As TV makes progress with queer characters, black representation dips.
Photography Jojo Whilden/Netflix
This article was originally published by i-D Australia.
The LGBTQ advocacy group GLAAD has shared its annual Where We Are on TV report, surveying the state of queer representation on US television. These days, they're also taking into consideration all your favorite streaming services like Netflix, Amazon, and Hulu.
The report only looks at "primetime, scripted programming in the 2017-18 television season," so the numbers don't take into account reality TV or documentaries. Of the 901 series regular characters expected to appear on our screens over the next year, 58 were LGBTQ — that's just 6.4 percent. (For context, GLAAD have it that about 20 percent of young Americans are LGBTQ). Of those same 901 characters, 17 were transgender. If those numbers feel low, it's because they are, but it's also pretty much the best shape TV's ever been in.
The 2017-2018 season is the first in history that GLAAD could proudly count multiple recurring characters who were either asexual or non-binary. "While these identities have been depicted on screen before," the organization writes in a press release, "those characters were often relegated to one-off episodes, which did not allow for nuanced exploration."
More good news: TV welcomed a record-high percentage of characters with disabilities — 1.8 percent — and the highest percentage of POC series regulars in the history of GLAAD's reporting. That percentage is inching closer and closer to half of all characters on TV, this year sitting at 40 percent, or 356 characters out of 901.
That said, queer characters remain overwhelmingly white: "77 percent of LGBTQ characters on streaming, 62 percent on broadcast, and 64 percent on cable," GLAAD reports. Unsurprisingly, most LGBTQ characters are cisgender men.
Elsewhere, after three consecutive years of improvement, representation of black characters has dipped once again. In the 2017-2018 season, only 18 percent of the 901 characters were black, a two percent drop from last's years report, which boasted a record-high of 20 percent.
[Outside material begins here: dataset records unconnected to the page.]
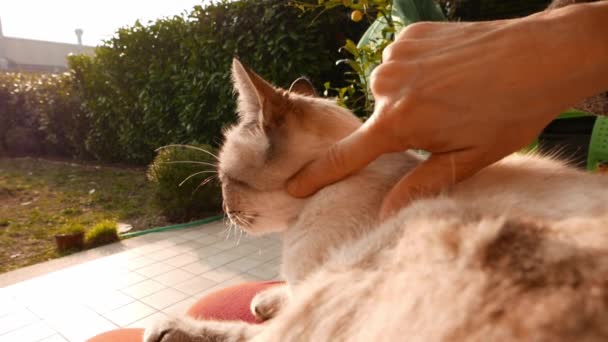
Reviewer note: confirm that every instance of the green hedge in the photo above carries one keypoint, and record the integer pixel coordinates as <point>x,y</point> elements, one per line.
<point>186,183</point>
<point>40,115</point>
<point>168,81</point>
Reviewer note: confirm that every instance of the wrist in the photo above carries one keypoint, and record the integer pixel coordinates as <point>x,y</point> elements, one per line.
<point>577,34</point>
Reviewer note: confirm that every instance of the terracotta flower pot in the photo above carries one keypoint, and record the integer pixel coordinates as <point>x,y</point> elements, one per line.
<point>69,241</point>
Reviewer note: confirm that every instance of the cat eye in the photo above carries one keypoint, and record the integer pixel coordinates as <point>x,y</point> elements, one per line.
<point>237,182</point>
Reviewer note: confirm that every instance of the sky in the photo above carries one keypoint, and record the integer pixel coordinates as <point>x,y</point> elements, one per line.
<point>56,20</point>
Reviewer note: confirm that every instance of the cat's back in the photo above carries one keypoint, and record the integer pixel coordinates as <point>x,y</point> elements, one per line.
<point>534,187</point>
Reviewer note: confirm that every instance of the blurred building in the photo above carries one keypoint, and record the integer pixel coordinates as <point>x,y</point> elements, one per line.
<point>30,55</point>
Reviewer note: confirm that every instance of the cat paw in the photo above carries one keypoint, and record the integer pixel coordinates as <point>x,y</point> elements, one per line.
<point>267,304</point>
<point>168,330</point>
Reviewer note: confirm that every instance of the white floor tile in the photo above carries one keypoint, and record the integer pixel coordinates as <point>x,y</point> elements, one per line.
<point>145,288</point>
<point>30,333</point>
<point>164,298</point>
<point>166,276</point>
<point>195,285</point>
<point>108,301</point>
<point>180,308</point>
<point>148,321</point>
<point>198,267</point>
<point>130,313</point>
<point>54,338</point>
<point>154,269</point>
<point>181,260</point>
<point>221,274</point>
<point>173,277</point>
<point>17,320</point>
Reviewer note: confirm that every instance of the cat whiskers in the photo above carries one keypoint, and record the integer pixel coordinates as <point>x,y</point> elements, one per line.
<point>189,147</point>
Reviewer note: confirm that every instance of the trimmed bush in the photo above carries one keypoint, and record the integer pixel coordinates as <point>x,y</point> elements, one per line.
<point>168,81</point>
<point>186,184</point>
<point>102,233</point>
<point>40,115</point>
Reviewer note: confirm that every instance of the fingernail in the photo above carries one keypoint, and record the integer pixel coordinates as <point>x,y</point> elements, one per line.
<point>292,187</point>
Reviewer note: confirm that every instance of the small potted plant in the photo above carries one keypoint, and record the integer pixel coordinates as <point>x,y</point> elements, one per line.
<point>70,237</point>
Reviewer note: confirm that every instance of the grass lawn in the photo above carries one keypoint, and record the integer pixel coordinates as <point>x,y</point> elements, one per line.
<point>38,197</point>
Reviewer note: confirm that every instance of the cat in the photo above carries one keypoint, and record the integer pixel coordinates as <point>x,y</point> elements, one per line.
<point>517,252</point>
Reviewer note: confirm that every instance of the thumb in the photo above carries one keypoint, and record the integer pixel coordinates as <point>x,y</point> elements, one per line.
<point>343,159</point>
<point>435,174</point>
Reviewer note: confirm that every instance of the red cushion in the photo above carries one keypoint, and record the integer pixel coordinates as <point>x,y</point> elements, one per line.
<point>230,304</point>
<point>120,335</point>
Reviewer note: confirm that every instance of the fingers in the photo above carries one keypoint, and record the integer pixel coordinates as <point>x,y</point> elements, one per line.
<point>344,158</point>
<point>437,173</point>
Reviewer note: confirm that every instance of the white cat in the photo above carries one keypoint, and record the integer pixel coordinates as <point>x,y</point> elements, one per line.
<point>517,252</point>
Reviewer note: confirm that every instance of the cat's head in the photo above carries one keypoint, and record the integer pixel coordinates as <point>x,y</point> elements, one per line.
<point>278,132</point>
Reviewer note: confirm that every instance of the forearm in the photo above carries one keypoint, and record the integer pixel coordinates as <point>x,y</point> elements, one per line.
<point>579,33</point>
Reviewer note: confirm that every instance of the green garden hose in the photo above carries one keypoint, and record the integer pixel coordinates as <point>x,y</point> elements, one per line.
<point>172,227</point>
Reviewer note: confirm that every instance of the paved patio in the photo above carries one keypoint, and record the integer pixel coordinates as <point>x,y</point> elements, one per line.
<point>129,284</point>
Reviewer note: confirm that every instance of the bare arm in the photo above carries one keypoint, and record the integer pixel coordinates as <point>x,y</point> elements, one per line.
<point>470,93</point>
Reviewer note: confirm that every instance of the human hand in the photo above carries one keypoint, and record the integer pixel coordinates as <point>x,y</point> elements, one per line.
<point>469,93</point>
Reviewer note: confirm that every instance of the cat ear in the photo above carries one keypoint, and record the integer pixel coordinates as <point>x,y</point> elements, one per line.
<point>303,86</point>
<point>258,100</point>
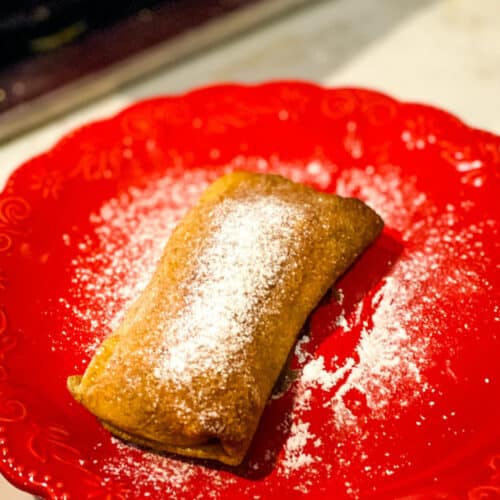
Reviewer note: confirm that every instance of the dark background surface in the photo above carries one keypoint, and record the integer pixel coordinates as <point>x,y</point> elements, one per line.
<point>48,44</point>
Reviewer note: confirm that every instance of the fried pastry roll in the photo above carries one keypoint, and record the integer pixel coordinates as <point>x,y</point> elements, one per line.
<point>194,361</point>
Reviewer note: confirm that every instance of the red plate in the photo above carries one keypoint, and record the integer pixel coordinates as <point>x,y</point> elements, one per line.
<point>398,383</point>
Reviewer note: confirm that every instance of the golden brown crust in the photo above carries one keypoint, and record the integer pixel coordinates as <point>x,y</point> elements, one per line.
<point>193,363</point>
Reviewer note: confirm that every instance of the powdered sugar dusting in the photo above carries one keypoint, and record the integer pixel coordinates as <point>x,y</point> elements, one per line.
<point>252,242</point>
<point>395,329</point>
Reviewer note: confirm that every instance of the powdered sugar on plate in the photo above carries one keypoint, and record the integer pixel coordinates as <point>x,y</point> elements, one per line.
<point>395,329</point>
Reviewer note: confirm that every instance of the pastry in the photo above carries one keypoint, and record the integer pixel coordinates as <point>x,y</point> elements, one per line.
<point>194,361</point>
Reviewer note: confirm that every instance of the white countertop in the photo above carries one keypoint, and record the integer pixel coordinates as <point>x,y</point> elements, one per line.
<point>442,52</point>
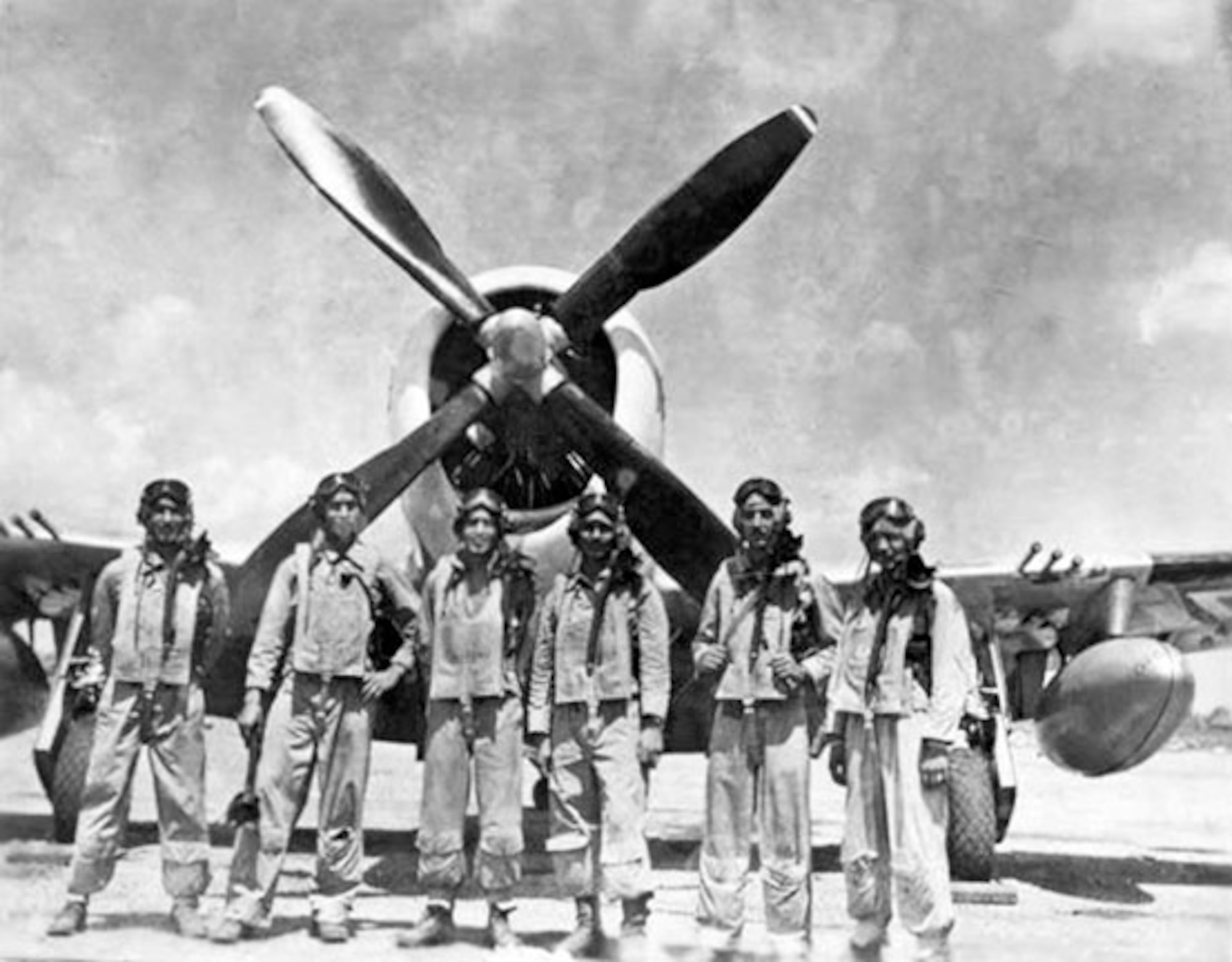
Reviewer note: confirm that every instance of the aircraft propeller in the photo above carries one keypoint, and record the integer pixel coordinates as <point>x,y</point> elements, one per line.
<point>673,236</point>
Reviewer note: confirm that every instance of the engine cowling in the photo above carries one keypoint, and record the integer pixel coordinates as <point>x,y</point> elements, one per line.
<point>1114,705</point>
<point>619,370</point>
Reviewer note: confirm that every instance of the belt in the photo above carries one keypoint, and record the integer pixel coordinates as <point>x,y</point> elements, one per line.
<point>734,709</point>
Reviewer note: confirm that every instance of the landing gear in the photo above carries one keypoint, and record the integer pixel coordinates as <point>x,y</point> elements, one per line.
<point>973,835</point>
<point>70,766</point>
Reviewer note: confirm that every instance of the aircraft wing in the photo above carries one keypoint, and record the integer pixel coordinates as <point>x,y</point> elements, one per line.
<point>45,578</point>
<point>1096,655</point>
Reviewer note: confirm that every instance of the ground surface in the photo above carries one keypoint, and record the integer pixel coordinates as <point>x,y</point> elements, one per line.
<point>1135,867</point>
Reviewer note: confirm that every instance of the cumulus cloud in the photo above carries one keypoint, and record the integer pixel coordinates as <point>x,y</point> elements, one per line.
<point>1196,297</point>
<point>1156,31</point>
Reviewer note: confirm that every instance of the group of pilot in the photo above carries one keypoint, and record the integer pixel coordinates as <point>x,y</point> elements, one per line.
<point>578,681</point>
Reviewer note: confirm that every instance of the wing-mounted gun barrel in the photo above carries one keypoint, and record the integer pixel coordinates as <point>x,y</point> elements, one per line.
<point>1035,549</point>
<point>40,519</point>
<point>1050,570</point>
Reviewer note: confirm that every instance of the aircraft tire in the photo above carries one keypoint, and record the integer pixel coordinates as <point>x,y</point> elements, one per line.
<point>68,777</point>
<point>973,835</point>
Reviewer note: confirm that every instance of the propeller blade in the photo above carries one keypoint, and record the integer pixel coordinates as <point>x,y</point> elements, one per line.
<point>686,538</point>
<point>367,196</point>
<point>688,225</point>
<point>387,475</point>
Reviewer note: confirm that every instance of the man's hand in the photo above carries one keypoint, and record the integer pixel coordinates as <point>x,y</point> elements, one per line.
<point>711,658</point>
<point>540,751</point>
<point>788,672</point>
<point>252,717</point>
<point>650,743</point>
<point>934,763</point>
<point>838,762</point>
<point>379,683</point>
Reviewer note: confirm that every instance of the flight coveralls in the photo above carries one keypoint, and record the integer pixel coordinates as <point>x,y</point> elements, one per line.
<point>895,831</point>
<point>323,604</point>
<point>593,705</point>
<point>157,647</point>
<point>474,652</point>
<point>760,746</point>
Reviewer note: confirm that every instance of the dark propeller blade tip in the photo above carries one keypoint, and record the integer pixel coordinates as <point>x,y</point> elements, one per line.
<point>804,116</point>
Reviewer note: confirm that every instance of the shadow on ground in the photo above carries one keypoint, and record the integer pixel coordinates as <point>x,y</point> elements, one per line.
<point>1108,880</point>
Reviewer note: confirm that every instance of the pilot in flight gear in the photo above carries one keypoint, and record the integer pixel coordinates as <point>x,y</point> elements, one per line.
<point>601,682</point>
<point>905,668</point>
<point>312,656</point>
<point>158,619</point>
<point>767,631</point>
<point>477,609</point>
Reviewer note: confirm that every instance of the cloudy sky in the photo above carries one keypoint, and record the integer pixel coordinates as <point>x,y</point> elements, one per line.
<point>1000,283</point>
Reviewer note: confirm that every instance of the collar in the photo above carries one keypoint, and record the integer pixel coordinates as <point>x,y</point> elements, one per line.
<point>325,554</point>
<point>458,567</point>
<point>578,580</point>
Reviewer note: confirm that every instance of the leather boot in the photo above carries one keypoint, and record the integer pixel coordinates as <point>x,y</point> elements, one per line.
<point>587,939</point>
<point>501,933</point>
<point>437,928</point>
<point>187,918</point>
<point>636,913</point>
<point>70,921</point>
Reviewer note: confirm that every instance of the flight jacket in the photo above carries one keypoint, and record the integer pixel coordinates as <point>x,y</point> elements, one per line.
<point>730,619</point>
<point>328,621</point>
<point>128,615</point>
<point>631,652</point>
<point>898,690</point>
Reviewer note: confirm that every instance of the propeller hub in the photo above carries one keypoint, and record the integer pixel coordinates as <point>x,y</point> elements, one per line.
<point>521,346</point>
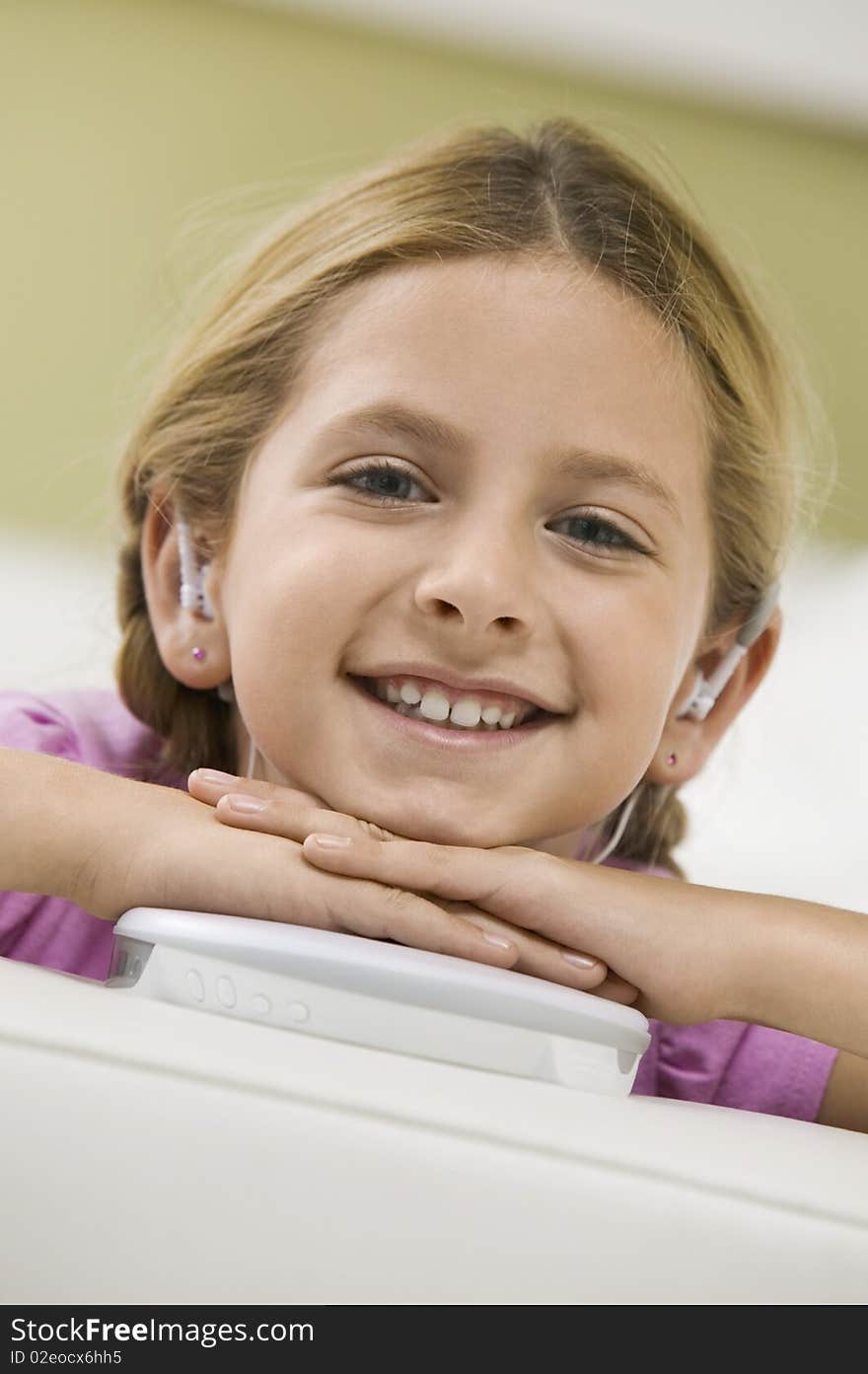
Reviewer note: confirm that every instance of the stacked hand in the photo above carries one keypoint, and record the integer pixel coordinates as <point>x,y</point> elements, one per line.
<point>553,918</point>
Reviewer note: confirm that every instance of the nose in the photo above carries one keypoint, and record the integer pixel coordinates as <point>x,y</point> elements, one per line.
<point>479,577</point>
“Numbers are only a small part of the story when it comes to LGBTQ representation on TV and simply being present onscreen is not enough,” said Megan Townsend, Director of Entertainment Research & Analysis at GLAAD, in a press release. “While we’re pleased to see numbers on the rise, consideration of how LGBTQ characters are woven into storylines and whose stories are making it to screen is crucial for judging progress of the industry. And there is still work to be done.”